9- Modify clot UID and change it to 2000. Look at changes at /etc/passwd. Check and show clearly that  user clot has been modified.

10- Add clot and fje users to the costumers. Look at changes at /etc/group. Check and show clearly that  users clot and fje have been added to the grup costumers.

11- Change clot default group to adm. Look at changes at /etc/passwd. Check and show clearly that  user clot has been modified. 

12- Change costumers GID to 300. Look at changes at /etc/group. Check and show clearly that  group costumers has been modified.

13- Show members of group costumers.

14- Modify clot's password. The new password will be tJEpcRom47@

15- Remove clot and fje from costumers. Look at changes at /etc/group. Check and show clearly that  users clot and fje have been removed from costumers.

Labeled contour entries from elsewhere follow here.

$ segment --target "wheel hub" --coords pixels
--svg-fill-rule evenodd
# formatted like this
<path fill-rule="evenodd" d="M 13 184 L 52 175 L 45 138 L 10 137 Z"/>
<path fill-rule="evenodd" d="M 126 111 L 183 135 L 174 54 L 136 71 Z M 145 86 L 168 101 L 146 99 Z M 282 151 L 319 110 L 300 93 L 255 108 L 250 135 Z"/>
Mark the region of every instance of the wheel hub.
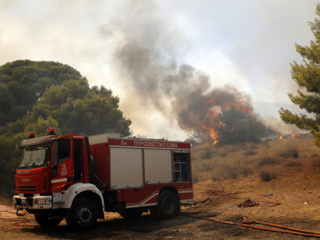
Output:
<path fill-rule="evenodd" d="M 87 206 L 83 206 L 79 208 L 76 216 L 76 219 L 78 222 L 85 224 L 91 220 L 92 212 L 90 208 Z"/>

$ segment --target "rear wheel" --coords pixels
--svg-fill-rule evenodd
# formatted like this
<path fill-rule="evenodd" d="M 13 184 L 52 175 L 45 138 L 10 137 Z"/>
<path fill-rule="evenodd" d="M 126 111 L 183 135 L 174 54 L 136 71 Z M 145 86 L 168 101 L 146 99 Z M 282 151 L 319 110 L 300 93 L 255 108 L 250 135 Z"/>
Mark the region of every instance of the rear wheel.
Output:
<path fill-rule="evenodd" d="M 180 204 L 176 196 L 171 192 L 162 192 L 156 212 L 160 218 L 168 218 L 178 215 L 180 212 Z"/>
<path fill-rule="evenodd" d="M 34 214 L 34 219 L 36 222 L 42 226 L 55 226 L 59 224 L 62 220 L 62 217 L 58 218 L 49 218 L 47 216 Z"/>
<path fill-rule="evenodd" d="M 72 230 L 88 230 L 96 222 L 98 209 L 94 201 L 88 198 L 74 200 L 66 212 L 66 220 Z"/>

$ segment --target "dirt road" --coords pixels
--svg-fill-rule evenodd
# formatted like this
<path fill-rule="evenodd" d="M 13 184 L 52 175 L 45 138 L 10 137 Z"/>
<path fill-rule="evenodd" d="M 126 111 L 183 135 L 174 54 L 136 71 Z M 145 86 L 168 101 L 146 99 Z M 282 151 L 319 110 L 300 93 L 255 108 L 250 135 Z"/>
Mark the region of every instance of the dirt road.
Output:
<path fill-rule="evenodd" d="M 253 178 L 253 177 L 252 177 Z M 254 179 L 246 178 L 242 180 L 230 180 L 224 182 L 232 189 L 232 192 L 256 190 L 256 189 L 244 186 L 245 182 L 254 181 Z M 244 199 L 228 198 L 226 196 L 212 196 L 210 204 L 199 208 L 189 207 L 183 210 L 182 214 L 174 218 L 160 220 L 151 218 L 148 214 L 134 220 L 122 218 L 117 214 L 108 214 L 106 220 L 98 220 L 96 227 L 90 231 L 72 232 L 68 228 L 65 220 L 54 228 L 40 226 L 14 226 L 12 223 L 18 220 L 5 222 L 0 220 L 0 236 L 5 240 L 120 240 L 120 239 L 306 239 L 305 237 L 286 234 L 280 234 L 260 230 L 245 228 L 242 227 L 213 222 L 206 220 L 192 218 L 188 214 L 196 214 L 206 216 L 208 213 L 215 214 L 212 218 L 230 222 L 242 222 L 242 216 L 248 220 L 256 220 L 276 224 L 285 225 L 292 228 L 304 228 L 320 232 L 320 192 L 311 185 L 318 184 L 317 181 L 298 181 L 291 182 L 294 188 L 286 188 L 288 183 L 285 176 L 282 180 L 268 183 L 256 183 L 255 187 L 266 194 L 262 196 L 253 192 L 244 192 L 232 194 L 233 196 Z M 220 182 L 222 184 L 222 182 Z M 195 186 L 194 198 L 199 200 L 206 199 L 208 196 L 199 192 L 208 189 L 212 184 L 210 181 Z M 306 188 L 304 186 L 308 186 Z M 246 189 L 245 189 L 246 188 Z M 310 190 L 313 188 L 313 192 Z M 226 191 L 228 192 L 228 190 Z M 244 199 L 250 198 L 256 200 L 281 202 L 274 206 L 256 206 L 238 208 L 238 204 L 244 202 Z M 261 203 L 260 204 L 262 204 Z M 4 205 L 2 205 L 3 209 Z M 8 210 L 10 208 L 6 208 Z M 9 215 L 0 212 L 0 218 L 13 218 L 14 214 Z M 33 219 L 32 215 L 26 215 L 25 218 Z M 36 222 L 28 222 L 22 224 L 36 224 Z M 310 238 L 309 239 L 313 239 Z"/>
<path fill-rule="evenodd" d="M 309 158 L 306 158 L 308 160 Z M 320 232 L 320 170 L 314 168 L 312 161 L 306 160 L 298 168 L 280 168 L 276 180 L 268 182 L 261 180 L 258 174 L 240 179 L 213 181 L 208 180 L 194 184 L 194 199 L 199 201 L 206 199 L 204 192 L 210 189 L 224 189 L 226 192 L 255 191 L 268 196 L 254 192 L 242 192 L 229 196 L 209 196 L 210 202 L 198 208 L 189 207 L 174 218 L 160 220 L 148 214 L 134 220 L 122 218 L 117 214 L 108 214 L 106 219 L 98 221 L 96 227 L 88 232 L 72 232 L 65 220 L 56 228 L 18 226 L 12 220 L 6 222 L 14 214 L 0 212 L 0 238 L 19 240 L 122 240 L 122 239 L 192 239 L 192 240 L 302 240 L 307 238 L 288 234 L 281 234 L 248 229 L 226 225 L 188 216 L 190 214 L 204 216 L 215 214 L 212 217 L 229 222 L 241 223 L 242 216 L 249 220 L 256 220 L 292 228 Z M 313 164 L 313 165 L 312 165 Z M 232 198 L 228 196 L 237 197 Z M 274 206 L 261 206 L 268 204 L 260 202 L 258 206 L 238 208 L 238 204 L 250 198 L 252 200 L 281 203 Z M 1 204 L 2 202 L 0 202 Z M 8 203 L 7 203 L 8 205 Z M 0 210 L 12 210 L 8 206 L 0 204 Z M 6 218 L 6 220 L 4 219 Z M 33 219 L 32 215 L 24 218 Z M 28 222 L 26 224 L 36 224 Z M 308 238 L 308 239 L 316 239 Z"/>

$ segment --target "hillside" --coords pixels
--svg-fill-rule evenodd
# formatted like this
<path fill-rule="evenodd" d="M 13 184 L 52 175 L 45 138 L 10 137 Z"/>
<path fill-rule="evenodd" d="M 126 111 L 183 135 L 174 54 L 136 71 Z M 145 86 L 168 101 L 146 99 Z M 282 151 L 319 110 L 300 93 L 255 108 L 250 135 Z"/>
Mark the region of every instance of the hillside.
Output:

16- Remove clot and his/her home directory. Check and show clearly that:
    a) User clot has been removed from /etc/passwd and /etc/shadow.
     b) Directory /home/clot has been removed from your system.

17- Remove costumers. Look at changes at /etc/group. Check and show clearly that  costumers has been removed from your system.

18- Disable and lock the fje user account. Try to gain access to the fje account. What happens?.

19- Enable and unlock the fje user account again. Try to gain access to the fje account. What happens?.

PART II - Checking the effects of being member of a group or not

a) Mount your 10GiB (11GB Volume) hard drive. We learned how to mount a hard drive in sm1act05.
b) Run the following commands with root privileges:
    sudo chmod -R 770 /media
    sudo chgrp -R users /media
c) Check that your user is member of a group called users with the help of the command id.
d) Gain access to the 11GB Volume and create a new file called test. Have you experienced any problem. Why? (Write the appropiate sentence according to the question asked)
e) Remove your user from the group users wit the help of gpasswd. Afterwards logout and login again on the system. Check that your user is no member of users any longer.
f) Can you gain access to the 11GB Volume. Why? (Write the appropiate sentence according to the question asked)
g) Add  your user to the group users wit the help of gpasswd. Afterwards logout and login on the system. Check that your user is member of users again.
h) Gain access to the volume and create a new file called test01. Have you experienced any problem?.Why? (Write the appropiate sentence according to the question asked)
i) What is the effect of adding users to/deleting user from a group?